Laryngoscopy is the principal tool for the clinical assessment of vocal fold paralysis (VFP). Yet no consistent, unified vocabulary to describe laryngoscopic findings exists, compromising the evaluation and comparison of cases, outcomes, and treatment. The goal of this investigation was to evaluate laryngoscopic findings in VFP for inter- and intra-rater consistency.
Prospective survey-based study.
Half-minute excerpts from stroboscopic exams of 22 patients with VFP were mailed to 22 fellowship-trained laryngologists. Each reviewer was sent exams in randomized order, with three random repeats included to determine intra-rater reliability.
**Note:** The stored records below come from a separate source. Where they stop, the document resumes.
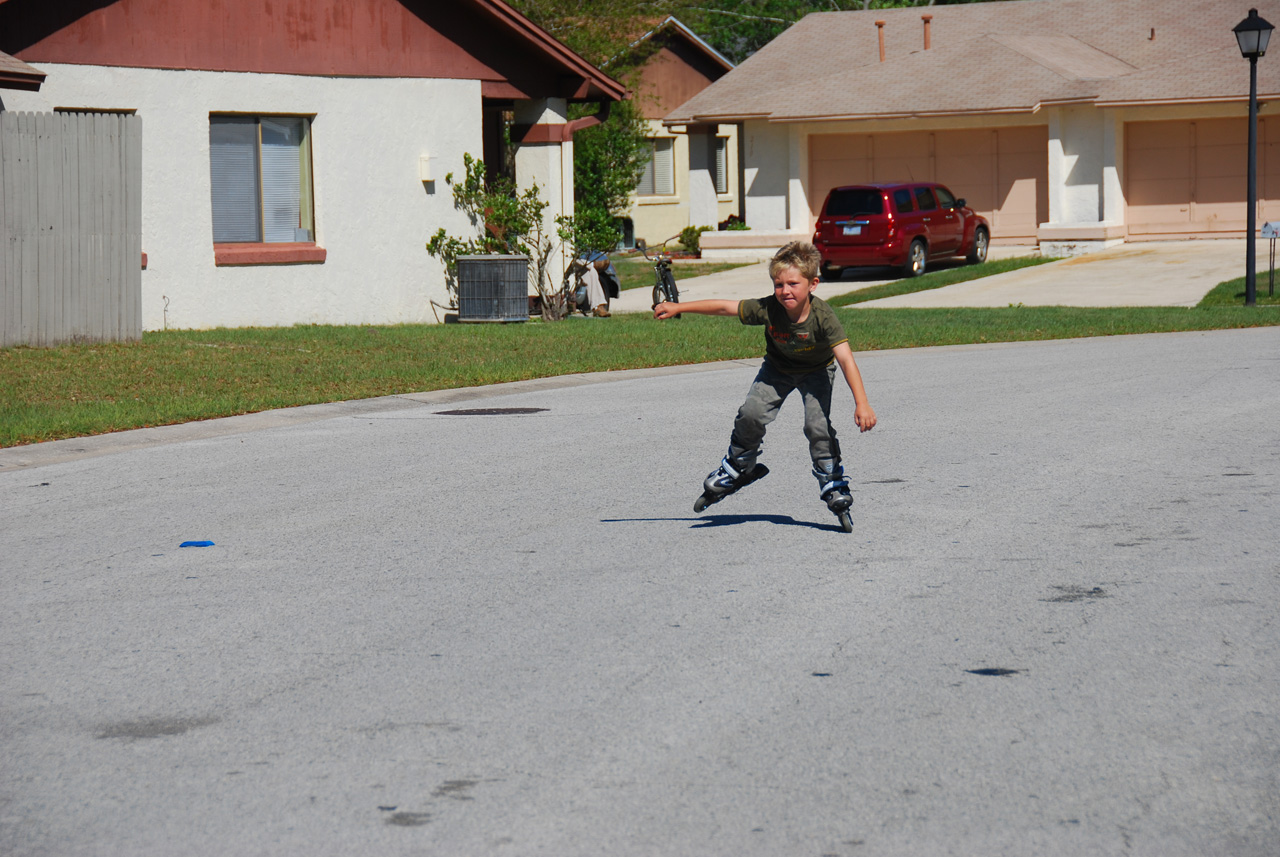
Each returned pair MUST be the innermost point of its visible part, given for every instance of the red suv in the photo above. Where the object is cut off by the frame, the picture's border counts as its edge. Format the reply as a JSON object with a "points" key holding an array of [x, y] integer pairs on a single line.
{"points": [[904, 224]]}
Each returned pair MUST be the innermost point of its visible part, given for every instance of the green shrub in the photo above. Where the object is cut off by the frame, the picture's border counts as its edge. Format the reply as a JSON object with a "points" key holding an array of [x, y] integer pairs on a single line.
{"points": [[690, 237]]}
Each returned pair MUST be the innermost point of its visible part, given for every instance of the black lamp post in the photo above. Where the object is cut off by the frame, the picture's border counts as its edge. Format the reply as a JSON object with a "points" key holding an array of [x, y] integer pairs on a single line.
{"points": [[1252, 33]]}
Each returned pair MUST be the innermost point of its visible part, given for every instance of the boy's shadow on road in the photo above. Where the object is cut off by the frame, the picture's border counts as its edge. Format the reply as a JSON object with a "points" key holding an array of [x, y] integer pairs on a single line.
{"points": [[732, 519]]}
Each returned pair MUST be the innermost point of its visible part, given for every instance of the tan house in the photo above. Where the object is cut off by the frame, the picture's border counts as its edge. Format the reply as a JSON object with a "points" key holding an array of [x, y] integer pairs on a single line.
{"points": [[691, 178], [1072, 124]]}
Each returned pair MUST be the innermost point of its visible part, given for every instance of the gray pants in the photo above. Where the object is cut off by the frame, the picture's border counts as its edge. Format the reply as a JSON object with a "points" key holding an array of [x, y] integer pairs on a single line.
{"points": [[764, 399]]}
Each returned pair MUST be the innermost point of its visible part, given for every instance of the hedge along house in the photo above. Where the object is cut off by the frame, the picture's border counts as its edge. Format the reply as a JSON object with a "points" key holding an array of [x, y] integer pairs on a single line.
{"points": [[295, 154], [691, 178], [1074, 124]]}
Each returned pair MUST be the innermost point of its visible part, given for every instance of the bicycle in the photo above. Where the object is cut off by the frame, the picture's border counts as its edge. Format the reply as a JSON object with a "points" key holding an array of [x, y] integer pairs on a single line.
{"points": [[663, 282]]}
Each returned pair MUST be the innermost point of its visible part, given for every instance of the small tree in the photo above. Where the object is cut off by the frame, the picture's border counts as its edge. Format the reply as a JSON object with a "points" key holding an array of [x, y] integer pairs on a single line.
{"points": [[506, 221], [608, 160]]}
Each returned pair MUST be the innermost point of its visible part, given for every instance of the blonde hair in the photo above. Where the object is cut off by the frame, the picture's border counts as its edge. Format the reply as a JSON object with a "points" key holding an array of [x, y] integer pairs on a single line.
{"points": [[799, 255]]}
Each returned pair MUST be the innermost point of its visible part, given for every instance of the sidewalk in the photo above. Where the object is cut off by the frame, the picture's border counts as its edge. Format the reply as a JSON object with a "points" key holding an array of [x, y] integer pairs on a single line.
{"points": [[1143, 274]]}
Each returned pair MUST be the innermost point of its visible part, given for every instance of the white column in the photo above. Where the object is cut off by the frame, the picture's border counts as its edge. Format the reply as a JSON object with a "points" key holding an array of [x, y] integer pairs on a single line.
{"points": [[766, 151], [1083, 182], [549, 165], [703, 209], [798, 180]]}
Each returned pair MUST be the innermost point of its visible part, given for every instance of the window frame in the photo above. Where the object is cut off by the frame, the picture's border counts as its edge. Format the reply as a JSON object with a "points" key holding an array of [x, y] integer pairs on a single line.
{"points": [[650, 173], [720, 157], [263, 251]]}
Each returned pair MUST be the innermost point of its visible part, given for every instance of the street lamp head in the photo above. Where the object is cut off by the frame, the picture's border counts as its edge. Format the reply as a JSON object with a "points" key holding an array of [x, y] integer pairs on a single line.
{"points": [[1252, 35]]}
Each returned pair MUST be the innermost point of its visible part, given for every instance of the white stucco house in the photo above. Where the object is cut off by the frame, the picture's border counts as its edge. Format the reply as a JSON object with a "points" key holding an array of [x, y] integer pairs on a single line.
{"points": [[1072, 124], [295, 154]]}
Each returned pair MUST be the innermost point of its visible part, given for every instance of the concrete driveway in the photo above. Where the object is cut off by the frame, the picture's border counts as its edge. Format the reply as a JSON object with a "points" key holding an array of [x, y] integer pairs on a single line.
{"points": [[503, 631], [1143, 274]]}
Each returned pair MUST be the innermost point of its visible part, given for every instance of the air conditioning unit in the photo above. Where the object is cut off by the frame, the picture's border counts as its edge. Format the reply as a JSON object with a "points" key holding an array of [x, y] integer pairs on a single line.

Twelve laryngoscopic criteria were assessed and recorded on preprinted sheets. Eleven criteria were binary in nature (yes/no); glottic insufficiency was rated on a four-point scale (none/mild/moderate/severe). Raters were blinded to clinical history, each other's ratings, and to their own previous ratings. Inter-rater agreement was calculated by Fleiss' kappa.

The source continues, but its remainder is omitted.